И еще, высокая литература в двадцатом веке, условно говоря, не только выглядывает из окна, интересуясь архетипическим пейзажем и архетипическими людьми. Правда, что эта литература частенько склонна вообще отвернуться от такого пейзажа и от всякой святой непосредственности, хотя по-прежнему делает это ради человека. Утонченная и сложная литература двадцатого века, замечу, что произведения, о которых у нас шла речь, очень масштабные по замыслу и виртуозные по исполнению, не становится дегуманизованной, в смысле — бесчеловечной, скорее, совсем напротив. Кантовское: человек — не средство для моих целей — имеет продолжение в двадцатом веке в «Логике Другого», предполагающей Другого продлением самого себя, ибо сознание всегда множественно. Но это и есть перекличка отражений в борхесовских зеркалах, когда не сыскать начала, потому что этого начала нет, и это прустовское видение персонажа всякий раз в зеркалах иных глаз иным, чем прежний. Это очень «человеческая» литература, просто у нее иная мера требовательности и к себе и к потребителю, ведь предметом изображения становится не бытовое существование или приключения, а ДУХОВНАЯ СУДЬБА. А это настолько сложнее, насколько Стендаль сложнее Вальтер Скотта. Духовную судьбу не изобразить стародавним способом, кистью простодушного пейзажиста. Уже сам словесный ряд преображается и, конечно, не только он. Сменив предмет изображения, литература неизбежно вторгается в круг тем, всегда бывших объектом философской мысли, при этом литература зачастую выхватывает у философии кусок изо рта.

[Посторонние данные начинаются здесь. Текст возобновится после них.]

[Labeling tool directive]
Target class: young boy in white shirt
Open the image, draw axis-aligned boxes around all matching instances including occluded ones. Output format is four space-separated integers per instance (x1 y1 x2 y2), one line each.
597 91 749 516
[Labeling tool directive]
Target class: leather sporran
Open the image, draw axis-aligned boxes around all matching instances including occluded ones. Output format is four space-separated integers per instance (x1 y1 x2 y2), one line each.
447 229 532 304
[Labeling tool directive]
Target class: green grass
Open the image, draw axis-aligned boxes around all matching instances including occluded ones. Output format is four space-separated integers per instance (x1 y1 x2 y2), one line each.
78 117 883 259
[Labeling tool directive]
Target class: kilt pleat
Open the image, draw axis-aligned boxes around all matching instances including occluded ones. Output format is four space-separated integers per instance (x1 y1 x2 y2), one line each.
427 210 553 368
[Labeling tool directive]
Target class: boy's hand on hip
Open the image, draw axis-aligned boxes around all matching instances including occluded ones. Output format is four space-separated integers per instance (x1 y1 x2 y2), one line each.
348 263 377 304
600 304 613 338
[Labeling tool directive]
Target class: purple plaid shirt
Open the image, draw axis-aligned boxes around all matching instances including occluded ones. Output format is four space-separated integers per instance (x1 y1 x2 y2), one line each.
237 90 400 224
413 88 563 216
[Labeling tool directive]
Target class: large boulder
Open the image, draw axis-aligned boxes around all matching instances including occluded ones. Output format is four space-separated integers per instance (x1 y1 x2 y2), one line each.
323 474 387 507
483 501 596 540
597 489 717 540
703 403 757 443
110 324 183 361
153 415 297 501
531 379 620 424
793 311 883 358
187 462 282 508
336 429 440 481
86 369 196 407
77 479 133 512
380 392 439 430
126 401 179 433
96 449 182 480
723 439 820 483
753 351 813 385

Так входит в литературу всеобъемлющая тема игры в том сверхсерьезном смысле, в котором ее трактовала классическая философия. Игра возникает как в качестве темы произведений («Игра в бисер», «Доктор Фаустус»), так и в качестве творческой практики у большинства писателей, о которых нам довелось говорить, обильно пользующихся разнообразными игровыми приемами, в частности, реставрацией архетипических сюжетов, коллажами, введением цитат и многими, многими другими.

А теперь напоследок о том, о чем не написал Гессе: к сожалению, в конце века в связи с бесконечной и утомительной эксплуатацией одних и тех же игровых приемов игра начала вырождаться, при этом, хотя игроки достигли высокого профессионализма, она стала рутиной. И главное — о духовном самоусовершенствовании речи уже не было и в помине.

В заключение я хотела бы завершить нашу последнюю встречу словами Владимира Владимировича Набокова, сказавшего как-то в конце курса своих лекций: «Работа с вашей группой была необычайно приятным взаимодействием между фонтаном моей речи и садом ваших ушей, иных открытых, иных закрытых, иногда чисто декоративных, но всегда человеческих… Окончив университет, кто-то из вас продолжит чтение великих книг, кто-то прекратит, а кто чувствует, что никогда не разовьет в себе способность наслаждаться великими мастерами, тому лучше их вообще не читать. В конце концов, и в других областях встречается этот трепет восторга. Главное, этот озноб ощутить, а каким отделом сердца или мозга — неважно. Мы рискуем упустить лучшее в жизни, если этому ознобу не научимся, если не научимся привставать чуть выше собственного роста, чтобы отведать плоды искусства — редчайшие и сладчайшие из всех, какие предлагает человеческий ум».